We need to do more than just follow changes in society and customer demographics. If all we do is change with the times, then we aren’t really progressing. All of us in this industry have to do more than anticipate the needs of the future; we must actually be working as though we are already in the next decade and beyond, while remaining true to our core principles.
We must steer a course for the future that remains true to a commitment of enhancing the common good, being advocates for the healthcare industry, and being vigilant in reducing costs while recognizing that we also have a social responsibility. These are principles that can help guide our combined efforts to manage change and progress into the future. If we don’t, we can expect increased plan utilization without comparable improvements in either health or disability claim costs.
We are all facing like challenges and we should address them as an industry. Healthcare spending, the cost of pharmaceuticals, and extended healthcare benefits are all under siege and are major concerns not only for us as an industry, but for employers and employees alike.
Healthcare spending, according to the Conference Board of Canada, will increase from $142 billion in 2002 to more than $170 billion in 2020. Along with this increase, there is not necessarily a surge in positive health outcomes. There are indications of outcomes declining, increasing levels of chronic disease, and indicators of less healthy lifestyles as the population ages.
The Canadian Institute for Health Information indicates that Canadians have higher than average incidences of breast and lung cancer. It says that health is determined more by socio-economic and lifestyle factors than by the provision of healthcare. This is a clear indication that, as an industry, we need to be promoting preventive healthcare measures rather than paying even more for the solutions of unhealthy lifestyle factors.

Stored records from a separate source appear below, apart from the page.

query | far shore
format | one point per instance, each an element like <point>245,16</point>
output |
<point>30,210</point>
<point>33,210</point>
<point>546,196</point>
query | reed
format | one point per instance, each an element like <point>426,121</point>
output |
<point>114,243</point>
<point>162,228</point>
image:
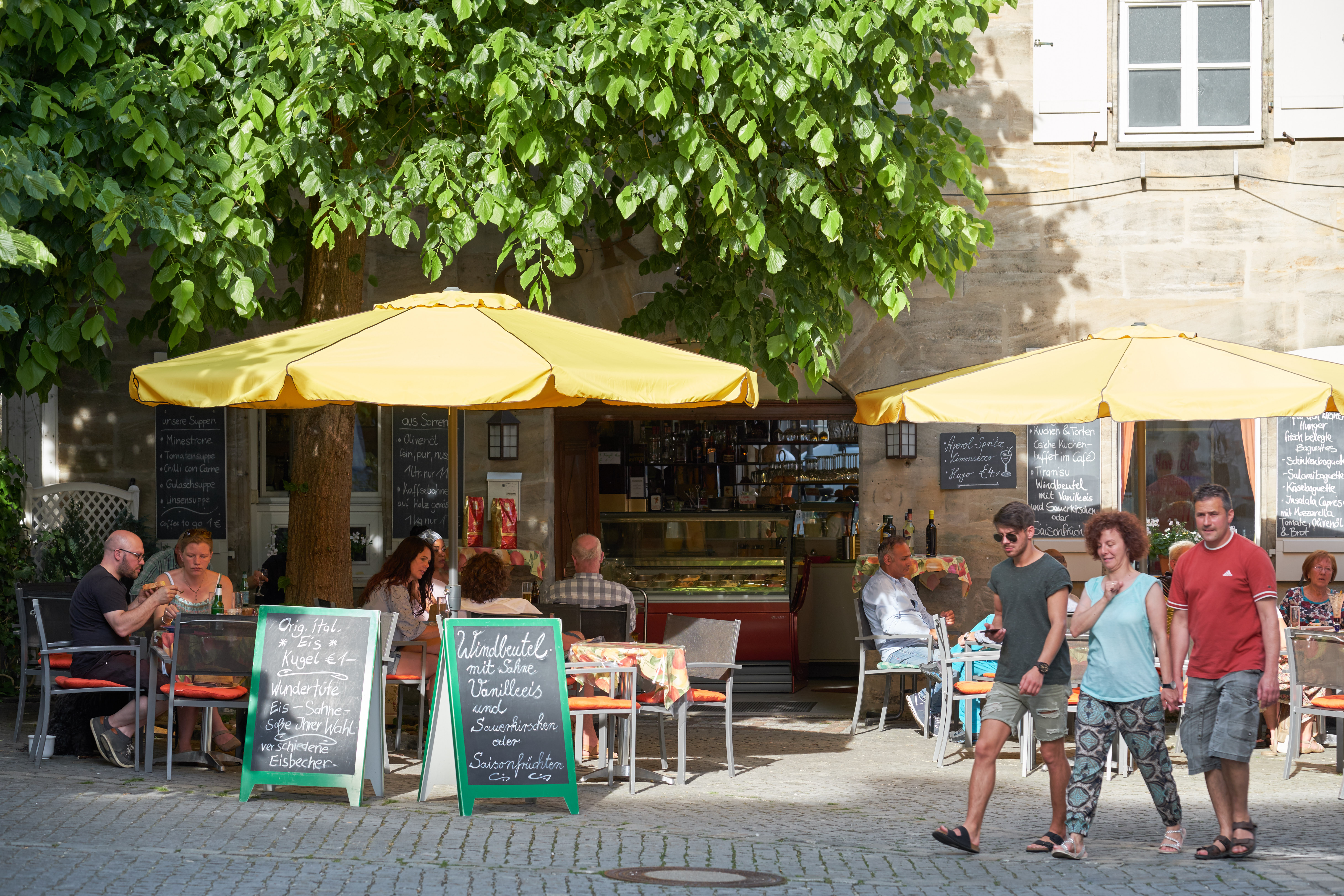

The results of lifestyle factors means there is an associated increase in the need for prescription drugs. The 2006 IMS Canadian Market Survey shows the expenditure for these drugs is expected to increase from the 2005 level of $16.5 billion to more than $22 billion by just 2010. Green Shield Canada 2006 Drug Claims Research reveals that in just the past five years alone, the costs have risen more than 44 per cent. This trend can be slowed somewhat with better plan designs and cost management, but the increase will continue and we need to address it.